It was a recipe that sat stewing on the stovetop for years.
The Armstrong Spallumcheen Chamber of Commerce is joining the provincial chamber body in applauding meat licensing changes and increased access to local products.
“It’s a win for our chamber,” said Armstrong Spallumcheen chamber executive director Patti Noonan. “Our policy committee brought this forward to the B.C. Chamber and has been hammering away at this for a number of years.”
The Ministry of Agriculture, Food and Fisheries announced in July a series of changes that will make significant improvements for local operators who focus on the production and processing of livestock raised in their communities.
Of the changes announced by the ministry, the transition of region-specific licences D and E to the provincewide “Farmgate Plus” licence and the adoption of a risk-based approach to inspection were the focal points of the policy recommendations the B.C. Chamber of Commerce made to the government in 2018.
Under the previous licensing system, producers holding licences D and E were constrained to selling within their region only. In some regions, the licences were not available and caused several operators to downsize their operations or close completely.
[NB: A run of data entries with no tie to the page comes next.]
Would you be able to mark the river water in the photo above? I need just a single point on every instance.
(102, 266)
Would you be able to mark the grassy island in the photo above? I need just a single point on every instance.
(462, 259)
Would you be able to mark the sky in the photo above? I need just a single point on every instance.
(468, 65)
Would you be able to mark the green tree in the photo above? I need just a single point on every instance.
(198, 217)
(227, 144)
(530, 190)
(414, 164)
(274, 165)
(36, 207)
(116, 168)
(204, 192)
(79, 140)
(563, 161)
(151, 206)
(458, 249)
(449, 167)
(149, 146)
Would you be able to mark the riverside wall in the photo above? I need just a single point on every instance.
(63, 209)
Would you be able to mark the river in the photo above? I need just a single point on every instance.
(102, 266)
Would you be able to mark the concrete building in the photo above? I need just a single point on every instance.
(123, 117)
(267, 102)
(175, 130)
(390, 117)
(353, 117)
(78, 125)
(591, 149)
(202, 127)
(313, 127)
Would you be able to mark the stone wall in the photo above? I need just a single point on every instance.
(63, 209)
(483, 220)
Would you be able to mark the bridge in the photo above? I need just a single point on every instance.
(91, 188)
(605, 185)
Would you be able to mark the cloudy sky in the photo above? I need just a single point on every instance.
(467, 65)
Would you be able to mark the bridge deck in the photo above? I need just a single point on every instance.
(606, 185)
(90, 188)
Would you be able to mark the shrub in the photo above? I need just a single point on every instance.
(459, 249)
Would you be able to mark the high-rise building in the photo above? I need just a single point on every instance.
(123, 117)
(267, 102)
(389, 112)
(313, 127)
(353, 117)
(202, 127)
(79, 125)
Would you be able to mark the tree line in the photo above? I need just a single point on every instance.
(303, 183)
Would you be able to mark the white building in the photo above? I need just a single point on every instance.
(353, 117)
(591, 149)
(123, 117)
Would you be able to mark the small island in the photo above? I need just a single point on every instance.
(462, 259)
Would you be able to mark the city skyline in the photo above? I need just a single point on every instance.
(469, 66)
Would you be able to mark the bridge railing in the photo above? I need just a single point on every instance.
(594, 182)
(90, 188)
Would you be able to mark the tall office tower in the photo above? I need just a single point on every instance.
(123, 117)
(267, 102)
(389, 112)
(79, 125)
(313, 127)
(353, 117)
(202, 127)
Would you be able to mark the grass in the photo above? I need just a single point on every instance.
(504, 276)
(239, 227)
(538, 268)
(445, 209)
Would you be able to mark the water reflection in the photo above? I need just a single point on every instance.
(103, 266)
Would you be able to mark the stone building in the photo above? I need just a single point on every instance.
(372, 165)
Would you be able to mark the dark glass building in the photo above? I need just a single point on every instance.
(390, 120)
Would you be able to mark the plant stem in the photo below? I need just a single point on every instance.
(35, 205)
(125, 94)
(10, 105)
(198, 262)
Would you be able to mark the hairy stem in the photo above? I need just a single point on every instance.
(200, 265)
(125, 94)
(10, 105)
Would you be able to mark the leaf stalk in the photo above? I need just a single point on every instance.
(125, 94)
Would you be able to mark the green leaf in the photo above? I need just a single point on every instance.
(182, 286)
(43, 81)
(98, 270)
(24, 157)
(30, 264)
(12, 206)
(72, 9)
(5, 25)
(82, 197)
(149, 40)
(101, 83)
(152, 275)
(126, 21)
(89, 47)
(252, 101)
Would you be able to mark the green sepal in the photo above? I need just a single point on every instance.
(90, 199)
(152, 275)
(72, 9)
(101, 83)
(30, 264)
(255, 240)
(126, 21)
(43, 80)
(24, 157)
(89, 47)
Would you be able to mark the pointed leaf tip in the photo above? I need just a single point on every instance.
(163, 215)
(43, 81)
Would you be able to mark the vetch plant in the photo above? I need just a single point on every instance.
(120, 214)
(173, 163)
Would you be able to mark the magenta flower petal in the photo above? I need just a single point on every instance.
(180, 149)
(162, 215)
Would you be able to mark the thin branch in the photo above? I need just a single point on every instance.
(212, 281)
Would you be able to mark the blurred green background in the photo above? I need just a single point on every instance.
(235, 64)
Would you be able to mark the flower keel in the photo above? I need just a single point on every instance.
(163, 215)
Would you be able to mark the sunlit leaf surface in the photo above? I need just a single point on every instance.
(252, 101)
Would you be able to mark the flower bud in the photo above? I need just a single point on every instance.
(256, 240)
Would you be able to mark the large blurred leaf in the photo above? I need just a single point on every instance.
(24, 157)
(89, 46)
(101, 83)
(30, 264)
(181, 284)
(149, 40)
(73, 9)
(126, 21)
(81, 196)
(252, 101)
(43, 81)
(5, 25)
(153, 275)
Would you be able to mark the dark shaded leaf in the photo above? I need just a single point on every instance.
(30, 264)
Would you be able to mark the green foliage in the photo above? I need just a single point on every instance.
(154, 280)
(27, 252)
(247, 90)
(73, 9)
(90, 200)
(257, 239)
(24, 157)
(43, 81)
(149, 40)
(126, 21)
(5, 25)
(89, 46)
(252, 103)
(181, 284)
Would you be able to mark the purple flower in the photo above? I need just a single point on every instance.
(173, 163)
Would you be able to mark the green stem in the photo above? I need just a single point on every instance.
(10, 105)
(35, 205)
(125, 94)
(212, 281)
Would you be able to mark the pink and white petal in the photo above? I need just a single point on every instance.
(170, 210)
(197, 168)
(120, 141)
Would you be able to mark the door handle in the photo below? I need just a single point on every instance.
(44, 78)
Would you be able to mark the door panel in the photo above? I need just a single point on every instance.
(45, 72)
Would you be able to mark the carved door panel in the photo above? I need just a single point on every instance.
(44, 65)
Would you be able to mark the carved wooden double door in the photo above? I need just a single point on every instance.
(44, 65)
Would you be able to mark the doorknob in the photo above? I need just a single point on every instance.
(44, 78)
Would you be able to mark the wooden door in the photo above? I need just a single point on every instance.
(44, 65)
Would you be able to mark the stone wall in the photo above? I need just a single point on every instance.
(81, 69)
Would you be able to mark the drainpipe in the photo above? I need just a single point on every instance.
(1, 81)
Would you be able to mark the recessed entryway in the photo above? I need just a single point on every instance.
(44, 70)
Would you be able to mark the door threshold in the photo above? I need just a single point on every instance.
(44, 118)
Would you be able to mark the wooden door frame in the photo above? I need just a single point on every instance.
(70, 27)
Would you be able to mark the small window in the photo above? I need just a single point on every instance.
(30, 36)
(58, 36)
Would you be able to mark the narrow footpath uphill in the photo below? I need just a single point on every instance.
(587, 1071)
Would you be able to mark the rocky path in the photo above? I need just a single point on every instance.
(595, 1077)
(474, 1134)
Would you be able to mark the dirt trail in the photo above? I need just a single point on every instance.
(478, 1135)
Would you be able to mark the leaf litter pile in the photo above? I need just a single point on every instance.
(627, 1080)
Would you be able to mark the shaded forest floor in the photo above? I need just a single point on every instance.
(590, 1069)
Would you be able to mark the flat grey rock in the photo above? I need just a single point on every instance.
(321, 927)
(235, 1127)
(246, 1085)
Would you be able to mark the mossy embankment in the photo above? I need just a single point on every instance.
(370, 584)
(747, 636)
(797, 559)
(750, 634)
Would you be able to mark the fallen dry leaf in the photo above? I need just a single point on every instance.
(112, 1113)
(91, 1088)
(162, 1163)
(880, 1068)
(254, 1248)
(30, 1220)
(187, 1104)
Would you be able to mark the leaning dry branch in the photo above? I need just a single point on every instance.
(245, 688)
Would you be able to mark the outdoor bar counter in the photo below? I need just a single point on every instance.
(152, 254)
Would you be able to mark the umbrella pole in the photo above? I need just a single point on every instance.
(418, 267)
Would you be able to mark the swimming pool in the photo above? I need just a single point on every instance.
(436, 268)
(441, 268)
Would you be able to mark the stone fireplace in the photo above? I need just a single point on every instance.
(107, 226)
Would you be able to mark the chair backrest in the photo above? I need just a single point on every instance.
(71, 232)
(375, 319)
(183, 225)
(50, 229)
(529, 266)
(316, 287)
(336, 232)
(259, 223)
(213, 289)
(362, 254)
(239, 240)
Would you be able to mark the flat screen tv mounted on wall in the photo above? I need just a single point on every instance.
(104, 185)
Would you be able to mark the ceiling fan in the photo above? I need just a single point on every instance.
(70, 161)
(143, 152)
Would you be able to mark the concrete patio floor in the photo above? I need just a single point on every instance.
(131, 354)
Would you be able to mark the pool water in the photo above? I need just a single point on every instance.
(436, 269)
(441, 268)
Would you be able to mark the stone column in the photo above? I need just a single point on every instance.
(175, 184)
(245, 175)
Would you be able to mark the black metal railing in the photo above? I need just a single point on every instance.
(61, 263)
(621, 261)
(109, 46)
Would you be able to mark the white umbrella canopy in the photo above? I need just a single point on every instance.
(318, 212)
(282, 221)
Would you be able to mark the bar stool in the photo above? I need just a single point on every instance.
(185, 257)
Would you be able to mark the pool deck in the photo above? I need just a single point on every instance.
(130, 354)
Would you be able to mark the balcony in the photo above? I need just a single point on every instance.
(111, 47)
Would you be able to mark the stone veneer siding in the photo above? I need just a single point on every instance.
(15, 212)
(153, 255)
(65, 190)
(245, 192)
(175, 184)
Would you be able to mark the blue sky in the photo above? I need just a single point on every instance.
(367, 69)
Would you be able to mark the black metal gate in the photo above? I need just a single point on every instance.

“Small businesses are the backbone of our economy, and these improvements will increase flexibility and offer opportunities for local businesses to meet customer demand and to grow, while still maintaining the high standards that British Columbians expect,” said Fiona Famulak, president and CEO of the B.C. Chamber of Commerce.
Andrew Laird, past president of the Armstrong Spallumcheen Chamber of Commerce, said the local chamber has long advocated for a practical meat licensing system, one that supports farms, reduces environmental impacts and contributes to healthier communities.
“With these changes, we can finally bring home the bacon and get access to local markets that our small-scale producers need to succeed,” said Laird.
Added Steve Meggait of Spallumcheen’s Fresh Valley Farms: “We are happy to see changes that reduce the bottlenecks in the slaughter industry and create opportunities for local butchers and the meat cut and wrap businesses.”